Chapter 10 #3

The boatmen shifted their poles, guiding the heavy craft toward the shore. The transition from the movement of the river to the stillness of the land was always a strange one. As the bow touched the bank, a flock of birds erupted from the trees, a sudden burst of white against the darkening sky.

Elizabeth stood at the rail, her face lit by the last of the sun.

She looked out at the wilderness with an expression of pure, unadulterated interest. She was not afraid.

She was not hesitant. She was exactly the kind of woman who belonged in such a place, and in that moment, Darcy realized with a pang of something like despair that he would follow her anywhere.

The camp was a small affair. Fires were lit, blankets were spread, and the first meal on the trail was prepared. There was little conversation. The exhaustion of the day and the severity of the country seemed to press down on them all. Even Wickham was quiet, sitting apart, sharpening his knife.

Darcy walked to the edge of the camp, looking back at the river.

The water was a dark ribbon now, reflecting the first of the stars.

He thought of the date again. June. The month of the summer solstice, the month of the longest days.
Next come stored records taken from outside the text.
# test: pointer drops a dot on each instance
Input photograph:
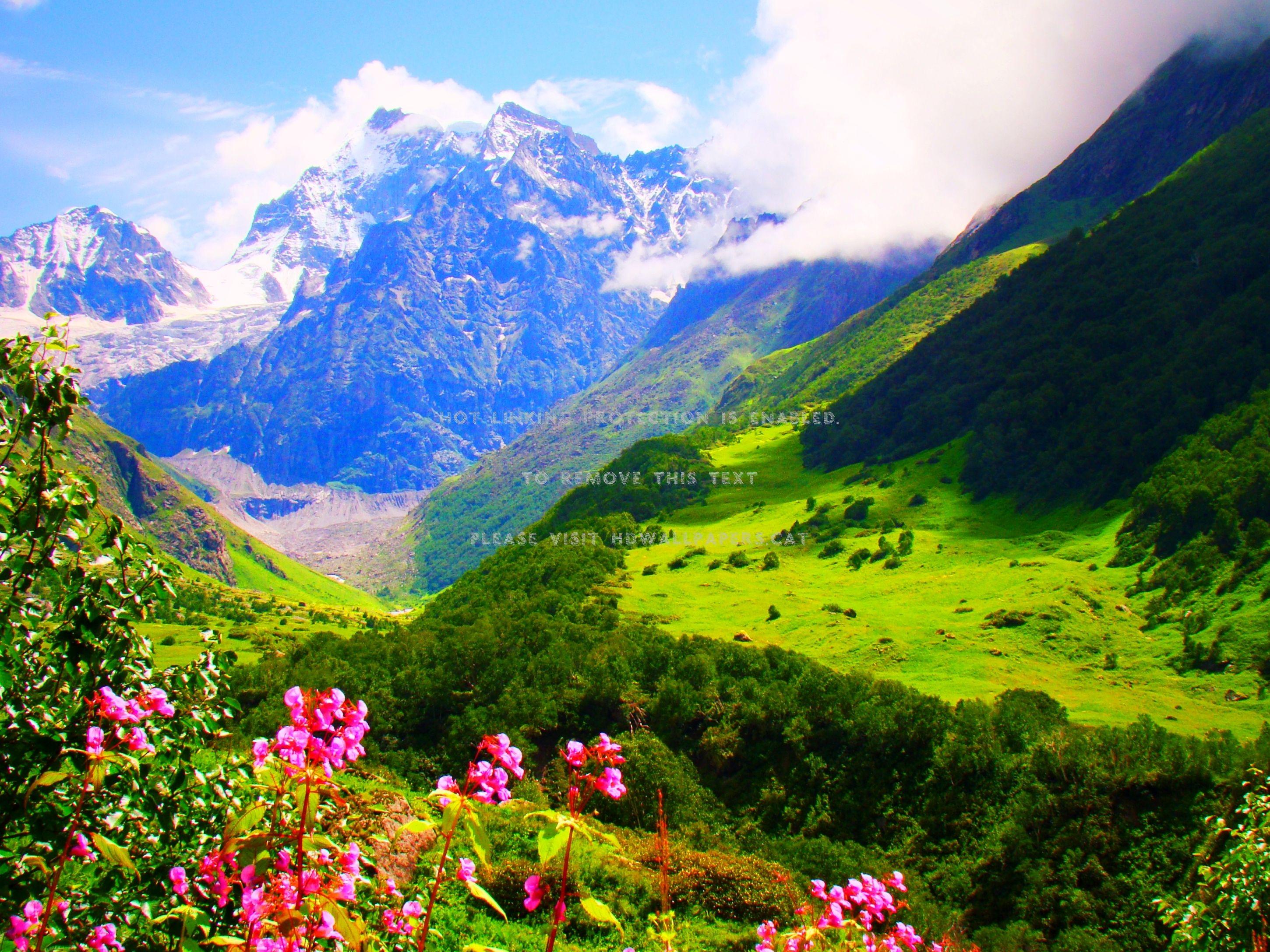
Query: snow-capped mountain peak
(91, 262)
(511, 125)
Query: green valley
(990, 598)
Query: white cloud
(875, 123)
(266, 155)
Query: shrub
(859, 509)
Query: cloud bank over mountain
(870, 125)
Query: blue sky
(869, 125)
(119, 103)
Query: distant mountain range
(487, 300)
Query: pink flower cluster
(865, 904)
(325, 730)
(867, 900)
(112, 707)
(22, 926)
(487, 780)
(403, 923)
(266, 894)
(606, 755)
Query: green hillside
(663, 386)
(1085, 366)
(988, 600)
(183, 526)
(1192, 99)
(861, 347)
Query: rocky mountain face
(91, 262)
(1197, 95)
(450, 325)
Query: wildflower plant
(98, 787)
(591, 769)
(1230, 906)
(859, 917)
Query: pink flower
(609, 752)
(138, 741)
(347, 890)
(112, 706)
(395, 924)
(610, 783)
(21, 924)
(907, 936)
(351, 862)
(535, 893)
(325, 930)
(466, 871)
(81, 850)
(103, 937)
(446, 785)
(295, 703)
(155, 701)
(576, 755)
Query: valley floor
(1067, 626)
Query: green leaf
(244, 822)
(601, 913)
(480, 840)
(115, 854)
(479, 893)
(97, 773)
(310, 809)
(49, 779)
(552, 842)
(346, 926)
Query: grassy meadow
(1066, 625)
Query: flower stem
(441, 872)
(558, 910)
(61, 865)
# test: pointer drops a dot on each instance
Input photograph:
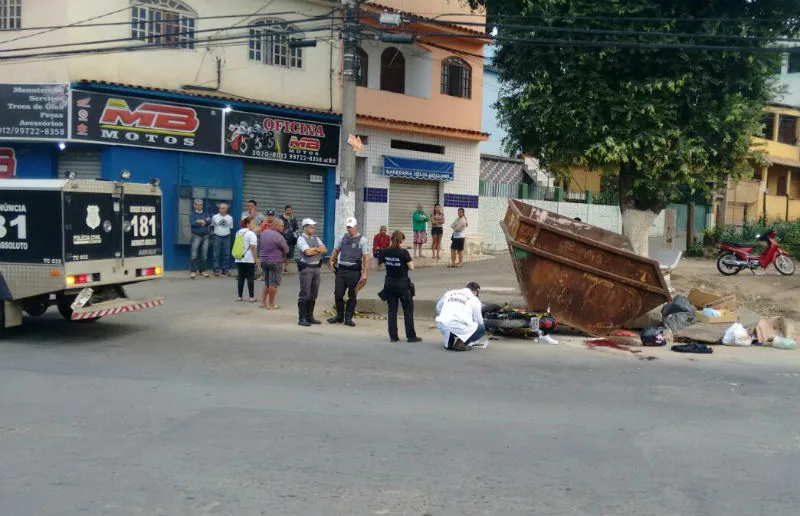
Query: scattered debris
(609, 343)
(693, 347)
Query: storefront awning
(412, 168)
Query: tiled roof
(455, 131)
(213, 95)
(421, 19)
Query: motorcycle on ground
(519, 322)
(735, 257)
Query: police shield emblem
(93, 216)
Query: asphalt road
(206, 406)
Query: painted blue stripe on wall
(377, 195)
(168, 95)
(461, 201)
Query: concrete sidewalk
(495, 274)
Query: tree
(663, 121)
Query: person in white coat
(459, 317)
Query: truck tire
(36, 307)
(65, 310)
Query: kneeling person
(459, 317)
(352, 252)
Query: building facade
(212, 98)
(419, 117)
(774, 191)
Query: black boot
(351, 310)
(301, 311)
(310, 312)
(339, 317)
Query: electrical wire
(45, 30)
(171, 35)
(82, 24)
(614, 32)
(145, 46)
(619, 44)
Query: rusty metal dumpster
(591, 278)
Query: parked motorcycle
(734, 257)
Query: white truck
(75, 244)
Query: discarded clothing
(693, 347)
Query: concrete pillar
(763, 194)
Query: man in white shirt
(459, 317)
(222, 223)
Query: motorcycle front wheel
(784, 265)
(726, 264)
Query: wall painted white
(489, 122)
(465, 155)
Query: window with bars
(768, 121)
(270, 45)
(163, 22)
(10, 14)
(456, 77)
(362, 61)
(787, 129)
(794, 62)
(393, 71)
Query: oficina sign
(8, 163)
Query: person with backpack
(200, 223)
(308, 269)
(459, 317)
(244, 252)
(291, 232)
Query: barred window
(393, 71)
(10, 14)
(270, 45)
(456, 77)
(165, 22)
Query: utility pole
(347, 195)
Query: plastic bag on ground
(737, 335)
(780, 342)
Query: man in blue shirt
(200, 223)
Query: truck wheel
(66, 312)
(36, 307)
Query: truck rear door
(143, 225)
(93, 226)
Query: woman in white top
(247, 263)
(459, 237)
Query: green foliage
(662, 121)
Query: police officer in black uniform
(350, 262)
(398, 289)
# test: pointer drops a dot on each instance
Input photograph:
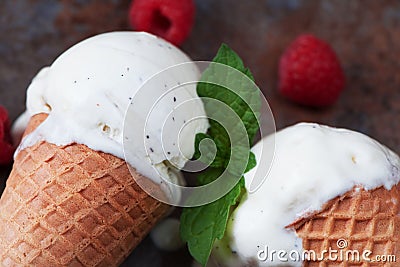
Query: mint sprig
(201, 226)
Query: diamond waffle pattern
(71, 206)
(365, 219)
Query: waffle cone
(359, 220)
(72, 206)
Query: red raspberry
(310, 73)
(169, 19)
(6, 148)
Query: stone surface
(365, 35)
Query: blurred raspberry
(6, 148)
(169, 19)
(310, 72)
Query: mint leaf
(243, 105)
(201, 226)
(251, 163)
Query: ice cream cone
(360, 221)
(72, 206)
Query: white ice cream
(313, 164)
(87, 91)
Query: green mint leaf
(251, 163)
(244, 105)
(200, 226)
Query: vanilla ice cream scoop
(87, 91)
(313, 164)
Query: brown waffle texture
(357, 221)
(72, 206)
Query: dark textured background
(365, 35)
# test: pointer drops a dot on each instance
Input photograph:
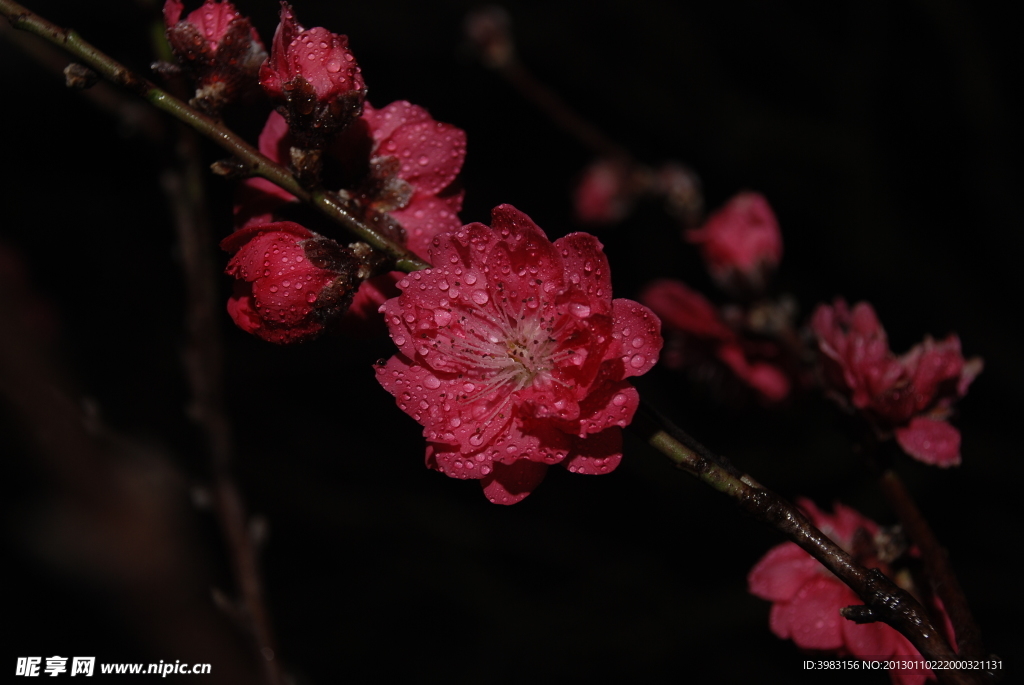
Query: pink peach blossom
(514, 356)
(912, 394)
(218, 47)
(807, 598)
(313, 79)
(741, 241)
(289, 281)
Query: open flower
(807, 598)
(740, 243)
(218, 47)
(912, 395)
(312, 77)
(514, 356)
(290, 281)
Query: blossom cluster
(741, 245)
(807, 598)
(909, 395)
(392, 167)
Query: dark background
(885, 134)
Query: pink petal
(596, 455)
(426, 216)
(934, 442)
(639, 339)
(611, 404)
(685, 309)
(172, 11)
(509, 484)
(587, 270)
(781, 572)
(812, 619)
(431, 154)
(388, 119)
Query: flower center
(506, 352)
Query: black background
(885, 134)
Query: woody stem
(887, 601)
(255, 163)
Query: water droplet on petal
(580, 310)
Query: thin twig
(887, 601)
(940, 573)
(204, 362)
(255, 163)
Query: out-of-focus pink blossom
(693, 327)
(740, 243)
(807, 598)
(513, 354)
(912, 394)
(289, 281)
(313, 78)
(603, 194)
(218, 47)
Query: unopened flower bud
(313, 79)
(290, 281)
(218, 47)
(740, 243)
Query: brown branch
(886, 600)
(255, 164)
(204, 364)
(937, 566)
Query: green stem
(886, 601)
(255, 163)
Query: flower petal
(509, 484)
(931, 441)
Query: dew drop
(580, 310)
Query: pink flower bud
(911, 395)
(807, 598)
(312, 77)
(218, 47)
(603, 196)
(290, 281)
(513, 355)
(740, 243)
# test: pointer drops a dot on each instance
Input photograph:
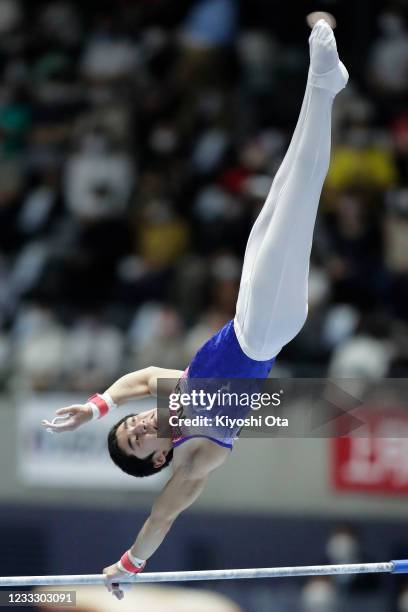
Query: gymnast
(271, 310)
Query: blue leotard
(222, 357)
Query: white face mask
(318, 596)
(403, 602)
(342, 548)
(391, 24)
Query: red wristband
(103, 406)
(129, 566)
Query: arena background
(138, 141)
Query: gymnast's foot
(326, 69)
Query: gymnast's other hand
(69, 418)
(111, 575)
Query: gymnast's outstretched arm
(135, 385)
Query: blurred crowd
(138, 141)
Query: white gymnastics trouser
(272, 301)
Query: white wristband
(101, 404)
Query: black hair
(129, 463)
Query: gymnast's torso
(220, 357)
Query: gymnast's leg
(272, 301)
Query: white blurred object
(89, 172)
(361, 356)
(340, 323)
(342, 548)
(318, 595)
(319, 287)
(389, 57)
(108, 58)
(93, 345)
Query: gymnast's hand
(69, 418)
(112, 574)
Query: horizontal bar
(228, 574)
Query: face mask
(318, 596)
(342, 547)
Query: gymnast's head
(134, 446)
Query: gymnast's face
(137, 436)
He wondered what the world would look like by the time the days began to shorten.

In the distance, a wolf howled, a long, mournful sound that echoed through the trees. It was answered by another, and then there was only the crackle of the fire and the lap of the river against the boat.

They were alone in the great expanse of the continent.

Elizabeth approached him, a cup of tea in her hand. She offered it to him without a word. He took it, the warmth of the ceramic a comfort in the cooling air.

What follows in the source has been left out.